Dann kam Tess und er gehörte ihr, so war das eben manchmal im Leben.

„Besser, du lernst das zu früh, als zu spät!“, hatte Marion gesagt und sich wohl irgendwie eingebildet, dass das ein Trost war.

Aber Retty wollte nicht lernen, sie wollte zurückgeliebt werden und obwohl sie Tess nicht hassen konnte, weinte sie sich fast jede Nacht in den Schlaf mit der Rechtfertigung des ganzen grenzenlosen Egoismus, den ein Mädchen fühlt, wenn es zum ersten mal an Liebe erkrankt.

Als sie davon hörte, dass der Termin für die Hochzeit festgesetzt worden war, gratulierte sie Tess, dann lief sie um das Haus und schlug ihre Faust so heftig gegen die Wand, dass sie am nächsten Tag wieder und wieder erzählen musste, wie genau sie denn so stolpern konnte.

DIE NACHT

Es war die Nacht vor der Hochzeit und Retty irrte draußen durch die Kälte, denn sie empfand dies als angemessene Methode, ihre Emotionen auszudrücken, außerdem fühlten sich die Tränen auf ihrem frierenden Gesicht so schön warm an.

Wie groß waren Schrecken und Überraschung, als sie am Fluss, dessen Plätschern sogar irgendwie kalt klang, auf Angel traf. Sollte der nicht in seinem Bett liegen und sehnsuchtsvoll dem morgigen großen Tag entgegensehen?

Ihr fiel nichts ein, als ihn sprachlos anzustarren. Dies war wie in einem ihrer zahllosen Tagträume, in denen sie ihm alleine begegnete, doch im Gegensatz zu diesem Moment in der Realität war sie in ihrer Phantasie immer ausgesprochen gewitzt und irgendwie aufreizend.

Nun war sie stumm und trug ein langes Leinennachthemd zu schweren Stiefeln, hatte ein wollenes Tuch um ihre Schultern geschlungen und zitterte vor Kälte.

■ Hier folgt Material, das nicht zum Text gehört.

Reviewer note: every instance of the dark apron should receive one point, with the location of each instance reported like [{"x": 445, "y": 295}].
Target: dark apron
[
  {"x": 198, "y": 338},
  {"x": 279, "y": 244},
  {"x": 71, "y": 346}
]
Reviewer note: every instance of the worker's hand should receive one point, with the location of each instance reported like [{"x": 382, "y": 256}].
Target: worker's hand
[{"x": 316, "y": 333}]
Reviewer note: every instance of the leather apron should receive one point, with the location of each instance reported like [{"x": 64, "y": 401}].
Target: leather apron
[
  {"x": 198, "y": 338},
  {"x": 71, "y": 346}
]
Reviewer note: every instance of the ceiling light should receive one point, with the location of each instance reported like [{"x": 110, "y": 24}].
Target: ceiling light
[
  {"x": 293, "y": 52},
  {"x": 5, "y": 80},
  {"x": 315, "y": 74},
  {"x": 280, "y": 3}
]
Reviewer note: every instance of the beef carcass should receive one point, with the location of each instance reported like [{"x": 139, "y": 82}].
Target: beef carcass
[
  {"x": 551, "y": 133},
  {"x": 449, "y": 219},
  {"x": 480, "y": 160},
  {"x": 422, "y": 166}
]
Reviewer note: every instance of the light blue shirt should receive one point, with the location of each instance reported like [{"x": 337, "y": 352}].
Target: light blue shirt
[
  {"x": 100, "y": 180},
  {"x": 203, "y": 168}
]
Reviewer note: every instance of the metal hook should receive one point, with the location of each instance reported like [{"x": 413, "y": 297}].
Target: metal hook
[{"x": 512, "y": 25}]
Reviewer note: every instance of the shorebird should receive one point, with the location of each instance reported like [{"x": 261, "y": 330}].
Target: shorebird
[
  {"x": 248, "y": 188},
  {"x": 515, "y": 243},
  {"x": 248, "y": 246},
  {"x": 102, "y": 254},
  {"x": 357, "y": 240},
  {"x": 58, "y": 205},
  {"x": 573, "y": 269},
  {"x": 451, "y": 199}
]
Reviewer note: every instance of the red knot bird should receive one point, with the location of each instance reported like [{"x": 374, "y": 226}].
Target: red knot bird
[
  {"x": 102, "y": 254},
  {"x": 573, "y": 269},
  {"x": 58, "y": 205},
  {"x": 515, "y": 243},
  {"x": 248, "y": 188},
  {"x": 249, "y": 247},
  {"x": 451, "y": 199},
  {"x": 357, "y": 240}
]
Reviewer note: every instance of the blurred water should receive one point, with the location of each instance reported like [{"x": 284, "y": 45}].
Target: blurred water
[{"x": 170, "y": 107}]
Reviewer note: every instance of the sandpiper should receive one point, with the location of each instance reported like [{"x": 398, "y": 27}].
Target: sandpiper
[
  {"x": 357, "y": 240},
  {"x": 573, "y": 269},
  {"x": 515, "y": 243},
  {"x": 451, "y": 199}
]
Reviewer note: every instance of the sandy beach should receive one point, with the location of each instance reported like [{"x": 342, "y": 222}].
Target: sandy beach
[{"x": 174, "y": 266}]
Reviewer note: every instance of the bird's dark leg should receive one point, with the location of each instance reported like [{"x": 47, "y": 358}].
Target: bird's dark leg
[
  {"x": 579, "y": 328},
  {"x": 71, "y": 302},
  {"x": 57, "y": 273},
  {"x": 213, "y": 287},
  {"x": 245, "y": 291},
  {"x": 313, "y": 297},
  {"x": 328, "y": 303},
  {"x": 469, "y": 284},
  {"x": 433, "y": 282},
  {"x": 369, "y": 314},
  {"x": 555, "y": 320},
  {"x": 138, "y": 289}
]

Dennoch lächelte er, höflich wie er nun einmal war, als gäbe es nichts Erfreulicheres als mitten in der Nacht auf sie zu treffen.

„Hallo, Retty. Kannst du auch nicht schlafen?“

Sein Lächeln schien von Außen so sonnenscheinwarm wie immer, doch innerlich war er so verwirrt. Trotz aller Liebe, die er empfand, war die Aussicht, schon morgen zu heiraten, eine irgendwie überwältigende und er hatte das irritierende Gefühl, es müsse noch ein großer Umsturz geschehen, damit er dazu wirklich bereit war. Um sich von diesem einfach unpassenden Gedanken zu erlösen, hatte er sich einen klärenden Spaziergang durch die kalte Nachtluft verordnet, doch nun das. Retty. Dieses Mädchen war ihm ein Rätsel. Einerseits war sie die Jüngste von allen, wirkte manchmal fast noch wie ein Kind, so losgelöst und naiv, andererseits war da etwas in ihren Augen, das von einer älteren, erwachsenen Traurigkeit erzählte.

Außerdem war sie hübsch - nicht die blühende Schönheit seiner Tess, doch er musste immer lächeln, wenn er sie sah und die irgendwie schmutzige Farbe ihrer Haare hatte etwas Rührendes, genauso wie die dunklen Augen, mit denen sie ihn immer ansah, als könnte nur er ihr unsagbare Geheimnisse enthüllen.

Das überlegte er, während er sie so ansah, und irgendwie spürte sie wohl, dass da heute etwas in ihm war, das ihn zugänglicher für sie machte und während sie näher kam und dabei über einen Stein stolperte, stolperte auch ihr Herz und fiel ihr aus dem Mund.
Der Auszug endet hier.